You are right. It is more like R. For sure...

By Swamp Cookie
From: da Bayou
Mar 6, 2011
rating: 5.11a 6c 22 VII+ 22 E3 5c

This route is well protected. Hate to disagree with both of you.

By Geissler Golding
Aug 15, 2011
rating: 5.11a 6c 22 VII+ 22 E3 5c

Yes, excellently bolted. This route is a classic. The first time I ever got on it I melted off the anchors and, well, the phrase "come on down!" resonated with me...

By karl vochatzer
From: Austin, TX
Nov 27, 2011
rating: 5.11a 6c 22 VII+ 22 E3 5c

I had no issues with the way the route is developed.
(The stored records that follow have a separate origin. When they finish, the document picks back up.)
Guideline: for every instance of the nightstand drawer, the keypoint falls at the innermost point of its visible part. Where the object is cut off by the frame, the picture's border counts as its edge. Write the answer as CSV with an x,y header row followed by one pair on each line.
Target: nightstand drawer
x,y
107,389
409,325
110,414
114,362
The only possible bad (non-air) fall I saw was missing #3 and swinging back into the vertical section below #2. It would be possible to swing your legs back into the rock falling onto #3 or #4, but really only if the belayer is keeping the rope taught while you ascend past the protection causing a wrecking ball effect. Unlike most climbers when going through a crux after the last piece, ask the belayer to keep a small bit of slack out so that it softens the fall and directs it downward instead of on a pendulum with the last draw. BTW, the route has only 4 bolts and 2 open shuts for anchors, not 5-6 bolts as stated.